This year, KAM’s Global African Community Forum is being co-organized with the Center for African Studies and the African Students Organization to explore the themes of Reckoning, Restitution and Repair.
The goal of this multi-day participatory program is to center African perspectives in critical conversations about the fraught colonial histories of museums and the global politics of collecting, restitution, and return. We hope this initiative will spark new thinking about the place of art in (re)building communities at home and abroad, about the life histories of objects, and about the ethics of museum practice as we reckon with the dislocation, interpretation, and collective care of African objects.

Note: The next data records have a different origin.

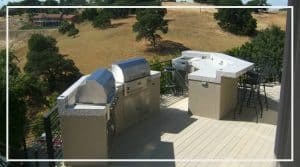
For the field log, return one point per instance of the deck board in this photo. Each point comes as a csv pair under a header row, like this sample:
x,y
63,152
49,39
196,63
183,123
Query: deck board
x,y
173,133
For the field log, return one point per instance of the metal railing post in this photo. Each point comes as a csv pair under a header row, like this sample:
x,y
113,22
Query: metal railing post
x,y
48,131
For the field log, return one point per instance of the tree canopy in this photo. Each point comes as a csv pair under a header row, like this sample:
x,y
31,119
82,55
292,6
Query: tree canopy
x,y
265,50
102,20
149,22
17,105
45,62
236,21
258,3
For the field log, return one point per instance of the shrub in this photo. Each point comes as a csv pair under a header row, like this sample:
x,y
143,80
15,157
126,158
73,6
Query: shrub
x,y
73,32
102,21
236,21
149,22
65,26
89,14
265,50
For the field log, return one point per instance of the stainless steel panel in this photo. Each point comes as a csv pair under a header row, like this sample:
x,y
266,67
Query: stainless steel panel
x,y
98,88
135,86
131,69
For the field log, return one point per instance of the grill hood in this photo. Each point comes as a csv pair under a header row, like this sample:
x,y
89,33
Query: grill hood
x,y
131,69
98,88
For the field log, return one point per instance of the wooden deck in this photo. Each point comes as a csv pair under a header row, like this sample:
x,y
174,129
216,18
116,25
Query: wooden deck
x,y
173,133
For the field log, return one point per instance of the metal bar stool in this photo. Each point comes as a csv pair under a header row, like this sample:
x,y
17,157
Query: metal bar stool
x,y
249,93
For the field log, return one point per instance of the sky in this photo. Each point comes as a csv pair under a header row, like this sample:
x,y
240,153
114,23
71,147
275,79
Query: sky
x,y
272,2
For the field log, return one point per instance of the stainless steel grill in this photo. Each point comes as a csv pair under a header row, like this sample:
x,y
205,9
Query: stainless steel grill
x,y
131,69
98,88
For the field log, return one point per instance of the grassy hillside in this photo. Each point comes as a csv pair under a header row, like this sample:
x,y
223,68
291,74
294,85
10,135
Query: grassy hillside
x,y
188,28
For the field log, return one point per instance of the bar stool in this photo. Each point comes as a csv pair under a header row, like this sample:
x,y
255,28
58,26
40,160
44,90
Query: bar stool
x,y
249,93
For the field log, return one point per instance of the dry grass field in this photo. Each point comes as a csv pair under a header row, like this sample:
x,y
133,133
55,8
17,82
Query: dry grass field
x,y
188,28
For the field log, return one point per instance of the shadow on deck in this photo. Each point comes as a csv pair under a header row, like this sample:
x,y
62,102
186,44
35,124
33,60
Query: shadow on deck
x,y
143,141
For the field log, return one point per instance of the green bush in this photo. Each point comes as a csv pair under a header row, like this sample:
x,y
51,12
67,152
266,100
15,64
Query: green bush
x,y
236,21
65,26
265,50
149,23
89,14
73,32
160,66
102,21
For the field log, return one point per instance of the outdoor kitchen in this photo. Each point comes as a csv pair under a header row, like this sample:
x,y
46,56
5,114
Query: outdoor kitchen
x,y
105,103
118,113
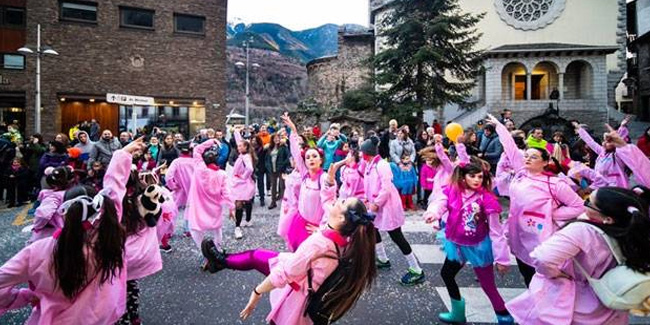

Wednesday, October 11, 12pm-1pm, Bruce D. Nesbitt African American Cultural Center
Food for the Soul: Reckoning, Restitution and Repair: African Art and the Politics of Return
The forum begins with a lecture exploring key themes over lunch as part of Food for the Soul and the Lunch on Us series, a weekly noontime discussion focused on topics relevant to the many communities globally within the African Diaspora and allies.
Thursday, October 12, 5:30-7:30PM KAM 62 and hybrid via Zoom
“If Objects Could Speak”: A Screening and Panel Discussion on African Art, Museum Reckoning, and the Politics of Restitution
The keynote for the KAM-CAS Global African Community Forum offers a screening of the short film, If Objects Could Speak, co-directed by Kenyan filmmaker Saitabao Kaiyare, followed by a zoom conversation with Kaiyare and scholar/activists Njoki Ngumi (in Nairobi) and La Tanya S. Autry (in New York).
Using the film as a point of departure, the speakers will engage the audience in a critical conversation about colonial-era removals and thefts of African objects, restitution, and what it’s like being on the receiving end of long lost objects returning to Africa.
Connecting these three provocative thinkers in conversation across the Atlantic presents an excellent opportunity to reckon with these issues with African voices at the lead.
This hybrid event includes CART captioning and can be accessed in over languages 27 languages through Zoom.
Friday, Oct. 13th 11AM-12:30PM, Krannert Art Museum Encounters: Arts of African Gallery
Reckoning, Restitution, Repair: A Community Conversation
On the following day, a participatory panel discussion imagining what decolonizing a museum can look like, using objects from KAM’s Encounters: The Arts of Africa gallery as points of departure, will be facilitated by Fatou Jobe (grad student, sociology), Toyosi Morgan (grad student, theatre), Hermann von Hesse (assistant professor art history), and moderated by Terri Barnes (director of the Center for African Studies.)
Saturday Oct 14th: 12-3PM, Krannert Art Museum
Global Africa Community Forum Festival
We will round up our events with an all-ages Forum Festival featuring live music, food trucks, museum tours, and arts activities including Make Your Own DIY Soccer Ball African-style!, an African Pottery Workshop, and a community soccer game in the playing field behind KAM. Featuring live music by Jean Rene Balekita y Bomoyi and a live drumming circle.